Malcom Gladwell Blasts U.S. News & World Reports College Rankings!

Dear Commons Community,

David Brooks in reviewing the best magazine essays of 2011 refers to Malcolm Gladwell’s “devastating takedown of the U.S. News and World Report and other college and university rankings” that was published in The New Yorker in February.  Gladwell panned the U.S. News ranking system of colleges because it uses a uniform set of evaluation critieria to rank all colleges which is problematic given that the colleges are so different (i.e., mission, tuition, size, etc.)   To quote:

“A ranking can be heterogeneous… as long as it doesn’t try to be too comprehensive. And it can be comprehensive as long as it doesn’t try to measure things that are heterogeneous.
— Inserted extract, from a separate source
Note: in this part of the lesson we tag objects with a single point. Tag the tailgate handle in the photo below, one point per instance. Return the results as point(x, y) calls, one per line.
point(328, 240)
But it’s an act of real audacity when a ranking system tries to be comprehensive and heterogeneous—which is the first thing to keep in mind in any consideration of U.S. News & World Reports annual “Best Colleges” guide.  He describes the U.S. News ranking operation as:

“The U.S. News rankings are run by Robert Morse, whose six-person team operates out of a small red brick office building in the Georgetown neighborhood of Washington, D.C. Morse is a middle-aged man with gray hair who looks like the prototypical Beltway wonk: rumpled, self-effacing, mildly preppy and sensibly shoed. His office is piled high with the statistical detritus of more than two decades of data collection. When he took on his current job, in the mid-nineteen-eighties, the college guide was little more than an item of service journalism tucked away inside U.S. News magazine. Now the weekly print magazine is defunct, but the rankings have taken on a life of their own. In the month that the 2011 rankings came out, the U.S. News Web site recorded more than ten million visitors. U.S. News has added rankings of graduate programs, law schools, business schools, medical schools, and hospitals—and Morse has become the dean of a burgeoning international rankings industry.”

How sad and a pity for the high school seniors [and their parents] who use the deeply flawed U.S. News’ rankings as they prepare for one of the more important decisions in their lives.